言葉にならないつらい気持ちを届けてくださって、ありがとうございます。
出産から時間が経っても、思い出すと涙があふれてしまう……。
そんなお気持ちを言葉にしてくださったこと、本当に大きな一歩だと思います。
「時間がたてば忘れられる」「そのうち元気になる」と言われることもあるかもしれません。でも、心の傷は時間が過ぎるだけでは癒えないこともあります。言葉にして外に出すことで、少しずつ消化されていくものだといわれています。
どうか、「まだつらい」と感じているあなたの心を、責めないであげてくださいね。
思い描いていたお産と違うと、心に残ることがあります
出産はひとつとして同じものはありません。
そのときの赤ちゃんの状態、お母さんの体調、ご家族の状況、病院の体制など、さまざまな要因が重なり合って形作られるものです。

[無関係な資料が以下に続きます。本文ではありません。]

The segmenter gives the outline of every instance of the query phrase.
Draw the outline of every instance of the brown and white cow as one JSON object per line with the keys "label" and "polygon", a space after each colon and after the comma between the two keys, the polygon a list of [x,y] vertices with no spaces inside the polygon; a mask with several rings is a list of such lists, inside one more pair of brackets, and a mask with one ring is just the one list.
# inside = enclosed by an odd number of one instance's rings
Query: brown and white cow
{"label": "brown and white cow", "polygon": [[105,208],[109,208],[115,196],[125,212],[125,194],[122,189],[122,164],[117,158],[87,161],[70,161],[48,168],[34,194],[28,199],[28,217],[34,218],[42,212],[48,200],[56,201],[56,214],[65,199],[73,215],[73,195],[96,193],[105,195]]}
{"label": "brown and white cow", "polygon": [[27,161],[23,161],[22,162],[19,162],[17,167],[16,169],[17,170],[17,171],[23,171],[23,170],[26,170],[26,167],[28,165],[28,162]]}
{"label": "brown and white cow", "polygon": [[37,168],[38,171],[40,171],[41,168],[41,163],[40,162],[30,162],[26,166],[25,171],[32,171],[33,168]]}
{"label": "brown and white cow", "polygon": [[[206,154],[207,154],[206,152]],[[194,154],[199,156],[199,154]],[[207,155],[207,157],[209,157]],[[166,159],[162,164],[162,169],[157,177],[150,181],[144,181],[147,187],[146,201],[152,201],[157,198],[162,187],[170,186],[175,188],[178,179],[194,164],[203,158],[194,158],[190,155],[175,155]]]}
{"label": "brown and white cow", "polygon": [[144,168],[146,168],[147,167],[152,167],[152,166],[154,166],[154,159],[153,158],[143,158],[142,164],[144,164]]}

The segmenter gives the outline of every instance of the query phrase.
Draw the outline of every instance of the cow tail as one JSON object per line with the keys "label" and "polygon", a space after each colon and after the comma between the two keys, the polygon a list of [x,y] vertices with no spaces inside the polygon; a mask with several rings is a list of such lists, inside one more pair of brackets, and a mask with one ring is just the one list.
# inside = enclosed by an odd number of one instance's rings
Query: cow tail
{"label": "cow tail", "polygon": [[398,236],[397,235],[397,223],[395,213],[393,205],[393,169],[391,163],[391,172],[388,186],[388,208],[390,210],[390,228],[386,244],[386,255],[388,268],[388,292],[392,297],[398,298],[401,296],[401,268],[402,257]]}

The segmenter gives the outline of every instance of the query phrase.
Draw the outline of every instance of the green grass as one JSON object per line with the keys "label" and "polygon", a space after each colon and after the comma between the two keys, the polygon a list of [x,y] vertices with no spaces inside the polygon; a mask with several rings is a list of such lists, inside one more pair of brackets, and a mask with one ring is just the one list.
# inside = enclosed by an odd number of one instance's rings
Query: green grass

だからこそ、「こうしたいな」「こんなふうに迎えたいな」と願っていたことが、望む形でかなわないこともあります。
例えば、
・自然分娩を望んでいたけれど、帝王切開になった
・夫に立ち会ってほしかったけれど、状況的に叶わなかった
・陣痛の痛みの中で、ひとりきりで耐えなければならなかった
こうした「かなわなかったこと」「怖かったこと」「寂しかったこと」は、心の奥で静かに傷になります。その傷が、時間が経ってもふとよみがえることは、決して珍しいことではありません。
涙は、心が放つSOSのサインかもしれません
感情を言葉にして表すことは、心を癒すひとつの方法です。
でも、もし今のあなたが
・思い出しただけで胸がいっぱいになる
・涙が止まらなくなる
・気持ちが大きく揺れてしまう
と感じているのであれば、まだ言葉にするには負担が大きいときなのかもしれません。
その場合は、無理に「整理しよう」「前に進もう」としなくても大丈夫です。
「元気になれない自分」を責めることなく、まずは「そのままの自分」にそっと寄り添ってあげることが大切です。

もし、「誰かに聞いてほしい」と感じられる日が来たら、助産師と一緒にバースレビューをしてみるのも選択肢のひとつです。
バースレビューは「きちんとした言葉」で話す必要はありません。
「寂しかった」
「つらかった」
「怖かった」
「悔しかった」
「もっとこうしたかった」
そんな今のあなたの気持ちを、そのまま受け止めてもらう時間です。言葉にすることで、少しだけ心が軽くなる方も多いです。
一人で抱えなくて大丈夫です
もしかすると、今はまだ気持ちを整理する段階ではないのかもしれません。それでも大丈夫です。
まずは、
・深呼吸をしてみる
・あたたかい飲み物をゆっくり飲む
・短い休息の時間をつくる
・涙が出たら、その涙を否定しない
こうした「心がふっと軽くなる小さなこと」を、日々の中に少しずつ取り入れてみてください。自分自身を優しく包む時間は、きっと癒しの力になるはずです。
つらさを言葉にしたいと思えたときには、どうか助産師を頼ってください。あなたが安心して話せる場所は、必ずあります。
時間がかかっても、ゆっくりでも、立ち止まってもかまいません。あなたのペースで歩んでいけば大丈夫です。その歩みに、そっと寄り添いながら応援しています。